Spaeth recommended that Carter deny Merit’s motion to dismiss. Merit responded by claiming that the plaintiffs’ lawsuit fails to show that the company made material misstatements about the acquisitions.
Merit alleges that the plaintiffs were off-base in their complaint that Merit’s revenue guidance for 2019 was unattainable because of problems with the acquisition. The company said it missed those projections by $16 million, or 1.6%, which it says is, under law, immaterial. Spaeth agreed.
Merit also said that while ClariVein’s low sales were viewed as material because of the missed guidance by 25% to 32%, the product was expected to bring in just 1% of the company’s total sales.

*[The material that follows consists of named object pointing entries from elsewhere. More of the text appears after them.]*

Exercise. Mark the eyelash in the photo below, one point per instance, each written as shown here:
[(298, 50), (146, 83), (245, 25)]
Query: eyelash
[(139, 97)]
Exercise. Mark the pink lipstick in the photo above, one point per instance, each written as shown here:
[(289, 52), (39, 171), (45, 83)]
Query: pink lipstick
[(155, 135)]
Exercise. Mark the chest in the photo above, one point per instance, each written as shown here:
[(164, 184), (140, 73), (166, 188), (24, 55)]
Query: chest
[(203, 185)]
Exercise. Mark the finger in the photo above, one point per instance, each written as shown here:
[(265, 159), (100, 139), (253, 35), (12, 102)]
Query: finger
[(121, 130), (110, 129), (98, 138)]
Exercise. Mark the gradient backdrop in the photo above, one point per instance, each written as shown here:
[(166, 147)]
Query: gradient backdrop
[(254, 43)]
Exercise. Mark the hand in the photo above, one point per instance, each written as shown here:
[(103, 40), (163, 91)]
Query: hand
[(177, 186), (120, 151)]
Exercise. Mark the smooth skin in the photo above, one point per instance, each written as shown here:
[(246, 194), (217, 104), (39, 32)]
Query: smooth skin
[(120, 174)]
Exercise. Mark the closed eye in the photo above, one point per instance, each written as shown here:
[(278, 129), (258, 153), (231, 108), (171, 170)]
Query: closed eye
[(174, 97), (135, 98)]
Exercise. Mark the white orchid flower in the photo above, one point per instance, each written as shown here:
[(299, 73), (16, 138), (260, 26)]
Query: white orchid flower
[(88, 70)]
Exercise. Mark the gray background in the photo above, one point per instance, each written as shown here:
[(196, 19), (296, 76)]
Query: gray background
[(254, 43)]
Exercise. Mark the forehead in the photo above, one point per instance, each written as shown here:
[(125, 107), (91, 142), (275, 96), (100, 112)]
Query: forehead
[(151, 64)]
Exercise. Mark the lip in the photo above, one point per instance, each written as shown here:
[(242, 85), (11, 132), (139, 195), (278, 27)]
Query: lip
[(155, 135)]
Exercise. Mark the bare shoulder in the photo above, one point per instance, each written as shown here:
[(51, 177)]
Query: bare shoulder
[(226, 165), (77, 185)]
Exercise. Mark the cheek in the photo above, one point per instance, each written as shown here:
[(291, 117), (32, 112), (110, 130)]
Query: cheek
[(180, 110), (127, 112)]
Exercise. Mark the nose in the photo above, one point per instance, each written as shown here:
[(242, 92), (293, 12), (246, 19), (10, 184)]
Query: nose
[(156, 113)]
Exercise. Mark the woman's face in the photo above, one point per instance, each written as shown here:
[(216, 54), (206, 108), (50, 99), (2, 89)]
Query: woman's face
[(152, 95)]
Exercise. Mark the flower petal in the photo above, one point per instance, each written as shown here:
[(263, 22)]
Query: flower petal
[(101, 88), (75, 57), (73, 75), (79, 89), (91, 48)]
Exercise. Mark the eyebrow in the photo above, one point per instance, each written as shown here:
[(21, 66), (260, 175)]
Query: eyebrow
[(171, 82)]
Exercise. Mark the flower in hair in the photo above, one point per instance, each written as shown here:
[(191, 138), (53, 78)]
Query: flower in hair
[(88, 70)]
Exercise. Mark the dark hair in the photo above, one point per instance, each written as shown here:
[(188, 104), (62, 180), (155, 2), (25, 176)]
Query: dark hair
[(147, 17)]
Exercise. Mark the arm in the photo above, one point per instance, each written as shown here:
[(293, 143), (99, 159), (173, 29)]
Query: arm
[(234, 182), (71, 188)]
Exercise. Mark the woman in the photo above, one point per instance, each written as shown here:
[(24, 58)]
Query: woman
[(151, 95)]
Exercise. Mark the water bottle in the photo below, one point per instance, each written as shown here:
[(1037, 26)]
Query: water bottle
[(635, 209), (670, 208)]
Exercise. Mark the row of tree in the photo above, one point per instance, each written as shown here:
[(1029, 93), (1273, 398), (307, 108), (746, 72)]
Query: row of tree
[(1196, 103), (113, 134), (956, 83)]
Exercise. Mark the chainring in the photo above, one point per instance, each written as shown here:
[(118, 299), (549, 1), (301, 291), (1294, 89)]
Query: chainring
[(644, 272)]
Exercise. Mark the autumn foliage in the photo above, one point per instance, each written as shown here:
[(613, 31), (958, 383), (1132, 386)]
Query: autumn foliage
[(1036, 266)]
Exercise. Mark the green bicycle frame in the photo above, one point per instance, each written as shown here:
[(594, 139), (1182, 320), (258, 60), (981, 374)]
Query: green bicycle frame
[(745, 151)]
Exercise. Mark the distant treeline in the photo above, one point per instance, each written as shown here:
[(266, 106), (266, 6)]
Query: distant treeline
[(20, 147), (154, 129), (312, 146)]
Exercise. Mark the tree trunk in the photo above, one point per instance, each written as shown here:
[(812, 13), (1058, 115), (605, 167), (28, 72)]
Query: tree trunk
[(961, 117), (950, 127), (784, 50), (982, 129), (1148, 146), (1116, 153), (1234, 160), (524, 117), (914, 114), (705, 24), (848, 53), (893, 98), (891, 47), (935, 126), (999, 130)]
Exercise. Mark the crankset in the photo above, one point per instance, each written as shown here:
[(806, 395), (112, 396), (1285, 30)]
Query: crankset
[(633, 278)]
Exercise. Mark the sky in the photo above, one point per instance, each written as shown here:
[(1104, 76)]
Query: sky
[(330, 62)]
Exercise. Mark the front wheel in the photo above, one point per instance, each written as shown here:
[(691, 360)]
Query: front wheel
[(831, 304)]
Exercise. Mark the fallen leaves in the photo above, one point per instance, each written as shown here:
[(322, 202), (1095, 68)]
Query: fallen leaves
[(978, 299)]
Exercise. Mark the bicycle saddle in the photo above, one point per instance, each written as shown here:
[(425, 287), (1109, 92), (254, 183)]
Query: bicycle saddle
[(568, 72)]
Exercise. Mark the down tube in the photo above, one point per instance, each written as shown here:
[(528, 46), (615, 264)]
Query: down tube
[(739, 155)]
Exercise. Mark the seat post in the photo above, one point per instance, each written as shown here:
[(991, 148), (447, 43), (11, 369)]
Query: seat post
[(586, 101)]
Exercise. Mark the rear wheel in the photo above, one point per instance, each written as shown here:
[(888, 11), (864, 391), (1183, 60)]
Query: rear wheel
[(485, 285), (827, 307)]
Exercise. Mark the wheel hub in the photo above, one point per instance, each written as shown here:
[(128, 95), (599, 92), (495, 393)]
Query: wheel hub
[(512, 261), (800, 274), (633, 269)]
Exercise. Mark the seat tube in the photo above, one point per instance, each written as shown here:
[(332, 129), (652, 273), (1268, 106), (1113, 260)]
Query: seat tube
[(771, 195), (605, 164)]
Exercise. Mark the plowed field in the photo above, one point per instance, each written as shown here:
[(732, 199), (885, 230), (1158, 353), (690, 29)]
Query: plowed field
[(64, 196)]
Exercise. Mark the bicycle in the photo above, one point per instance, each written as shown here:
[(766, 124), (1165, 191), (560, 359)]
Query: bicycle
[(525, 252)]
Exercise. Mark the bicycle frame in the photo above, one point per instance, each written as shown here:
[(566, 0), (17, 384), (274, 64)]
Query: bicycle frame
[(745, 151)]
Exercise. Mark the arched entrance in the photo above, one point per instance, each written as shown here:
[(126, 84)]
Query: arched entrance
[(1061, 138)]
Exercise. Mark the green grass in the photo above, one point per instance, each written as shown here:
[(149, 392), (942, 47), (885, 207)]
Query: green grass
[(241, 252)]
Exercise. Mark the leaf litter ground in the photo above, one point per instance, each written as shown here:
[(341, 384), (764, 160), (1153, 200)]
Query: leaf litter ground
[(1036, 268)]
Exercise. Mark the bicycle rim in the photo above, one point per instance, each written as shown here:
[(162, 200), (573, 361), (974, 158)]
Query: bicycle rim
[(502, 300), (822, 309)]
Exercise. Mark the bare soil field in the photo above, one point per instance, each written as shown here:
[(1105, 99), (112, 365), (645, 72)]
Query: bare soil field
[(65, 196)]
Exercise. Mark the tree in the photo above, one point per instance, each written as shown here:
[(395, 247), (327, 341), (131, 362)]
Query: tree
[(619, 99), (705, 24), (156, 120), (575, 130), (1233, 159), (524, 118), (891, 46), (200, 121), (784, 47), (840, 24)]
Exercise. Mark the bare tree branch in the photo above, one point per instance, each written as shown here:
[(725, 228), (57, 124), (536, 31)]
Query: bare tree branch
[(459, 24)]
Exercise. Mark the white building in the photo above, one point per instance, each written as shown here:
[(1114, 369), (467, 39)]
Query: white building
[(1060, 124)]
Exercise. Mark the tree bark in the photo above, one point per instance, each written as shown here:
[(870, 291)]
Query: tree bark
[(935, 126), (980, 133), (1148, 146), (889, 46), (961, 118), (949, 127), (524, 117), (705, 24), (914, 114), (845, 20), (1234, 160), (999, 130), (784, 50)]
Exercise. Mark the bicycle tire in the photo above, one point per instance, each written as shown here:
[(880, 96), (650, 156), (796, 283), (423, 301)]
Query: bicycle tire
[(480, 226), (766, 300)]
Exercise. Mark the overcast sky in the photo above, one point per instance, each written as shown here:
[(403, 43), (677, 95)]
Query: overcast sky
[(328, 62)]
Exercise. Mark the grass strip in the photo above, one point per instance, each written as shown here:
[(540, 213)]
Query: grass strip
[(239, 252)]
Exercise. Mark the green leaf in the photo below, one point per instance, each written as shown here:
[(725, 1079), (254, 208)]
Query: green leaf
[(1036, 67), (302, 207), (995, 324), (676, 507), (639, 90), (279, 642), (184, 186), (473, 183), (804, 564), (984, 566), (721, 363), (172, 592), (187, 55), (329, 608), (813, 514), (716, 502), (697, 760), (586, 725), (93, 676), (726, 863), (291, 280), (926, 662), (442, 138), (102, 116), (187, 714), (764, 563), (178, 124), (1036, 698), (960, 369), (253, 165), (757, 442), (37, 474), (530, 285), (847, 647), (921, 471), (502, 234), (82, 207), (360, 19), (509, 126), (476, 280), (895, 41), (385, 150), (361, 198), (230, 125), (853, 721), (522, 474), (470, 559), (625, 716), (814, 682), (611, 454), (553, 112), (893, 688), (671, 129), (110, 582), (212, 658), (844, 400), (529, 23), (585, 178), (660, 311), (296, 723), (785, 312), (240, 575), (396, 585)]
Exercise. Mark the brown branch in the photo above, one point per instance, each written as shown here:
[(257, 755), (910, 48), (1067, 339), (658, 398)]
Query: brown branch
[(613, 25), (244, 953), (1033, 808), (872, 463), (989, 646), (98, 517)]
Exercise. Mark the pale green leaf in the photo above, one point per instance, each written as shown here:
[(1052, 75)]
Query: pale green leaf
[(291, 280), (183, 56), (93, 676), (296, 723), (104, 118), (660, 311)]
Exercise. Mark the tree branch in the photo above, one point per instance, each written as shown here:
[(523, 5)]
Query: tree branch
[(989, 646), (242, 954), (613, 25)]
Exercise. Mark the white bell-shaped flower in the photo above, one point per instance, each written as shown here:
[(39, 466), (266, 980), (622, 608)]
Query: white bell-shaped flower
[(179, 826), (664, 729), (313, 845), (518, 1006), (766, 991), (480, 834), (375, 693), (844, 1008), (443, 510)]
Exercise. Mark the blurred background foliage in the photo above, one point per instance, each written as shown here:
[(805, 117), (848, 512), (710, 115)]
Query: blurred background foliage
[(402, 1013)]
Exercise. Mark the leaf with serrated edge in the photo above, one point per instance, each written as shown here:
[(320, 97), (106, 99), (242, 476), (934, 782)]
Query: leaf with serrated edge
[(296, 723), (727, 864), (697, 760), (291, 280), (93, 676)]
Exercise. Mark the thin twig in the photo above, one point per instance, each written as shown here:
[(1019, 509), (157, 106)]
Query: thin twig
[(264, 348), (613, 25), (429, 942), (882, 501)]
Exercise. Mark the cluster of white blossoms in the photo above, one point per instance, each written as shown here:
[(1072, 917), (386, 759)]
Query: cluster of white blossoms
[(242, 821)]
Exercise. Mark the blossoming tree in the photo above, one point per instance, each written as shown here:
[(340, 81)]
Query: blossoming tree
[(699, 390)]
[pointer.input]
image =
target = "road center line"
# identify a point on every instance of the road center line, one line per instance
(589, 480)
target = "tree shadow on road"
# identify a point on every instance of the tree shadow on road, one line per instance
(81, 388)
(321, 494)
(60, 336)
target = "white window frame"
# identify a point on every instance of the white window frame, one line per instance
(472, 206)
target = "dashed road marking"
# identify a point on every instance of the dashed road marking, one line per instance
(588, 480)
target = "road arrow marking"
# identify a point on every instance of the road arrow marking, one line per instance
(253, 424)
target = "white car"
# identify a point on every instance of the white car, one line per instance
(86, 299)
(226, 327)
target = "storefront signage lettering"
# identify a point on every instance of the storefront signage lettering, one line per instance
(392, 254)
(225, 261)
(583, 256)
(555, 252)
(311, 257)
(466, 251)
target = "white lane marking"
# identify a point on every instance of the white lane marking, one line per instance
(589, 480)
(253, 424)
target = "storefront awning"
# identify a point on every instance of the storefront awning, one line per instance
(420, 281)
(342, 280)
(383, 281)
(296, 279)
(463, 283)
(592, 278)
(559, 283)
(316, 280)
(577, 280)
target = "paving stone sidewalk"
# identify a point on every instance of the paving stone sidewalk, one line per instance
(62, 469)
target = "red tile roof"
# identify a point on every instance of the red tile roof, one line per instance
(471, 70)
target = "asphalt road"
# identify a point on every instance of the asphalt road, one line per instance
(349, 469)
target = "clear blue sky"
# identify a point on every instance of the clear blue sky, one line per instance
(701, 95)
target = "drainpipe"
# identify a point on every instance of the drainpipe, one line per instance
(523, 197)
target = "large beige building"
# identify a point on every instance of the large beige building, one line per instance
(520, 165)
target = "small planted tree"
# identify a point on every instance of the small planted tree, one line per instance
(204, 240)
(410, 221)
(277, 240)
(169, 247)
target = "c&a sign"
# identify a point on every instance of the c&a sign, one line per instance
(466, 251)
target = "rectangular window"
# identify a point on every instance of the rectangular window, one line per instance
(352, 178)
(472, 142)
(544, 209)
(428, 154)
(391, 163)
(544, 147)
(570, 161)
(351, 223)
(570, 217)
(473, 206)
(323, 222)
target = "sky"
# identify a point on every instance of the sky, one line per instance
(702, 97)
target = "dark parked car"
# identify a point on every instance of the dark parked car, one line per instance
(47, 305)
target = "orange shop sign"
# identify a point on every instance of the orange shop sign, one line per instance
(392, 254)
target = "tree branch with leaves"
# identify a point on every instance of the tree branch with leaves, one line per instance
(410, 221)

Merit alleges that the $2.5 million miss on ClariVein represented 0.2% of the low end of its projected 2019 revenue.
Merit also claims the plaintiffs failed to provide facts regarding Lampropoulos and Parra and their alleged knowledge of whether statements they made were false or misleading at the time.
“Plaintiffs’ individual allegations do not raise the necessary strong inference of scienter, nor do they do so when viewed collectively and holistically,” Merit wrote in the objection. “There is no plausible motive (as the alleged stock sales negate an inference of scienter due to their relative small size), and plaintiffs do not identify a contemporaneous document or witness demonstrating that Lampropoulos or Parra knew that any of their challenged statements was false when made.”
But Spaeth wrote: “Although the (consolidated class action complaint) includes some allegations related to inactionable corporate optimism and puffery, it contains sufficient allegations to state a claim for securities fraud against all defendants.” Carter agreed, denying Merit’s motion to dismiss.
Merit Medical did not immediately respond to a request for comment. This story may be updated.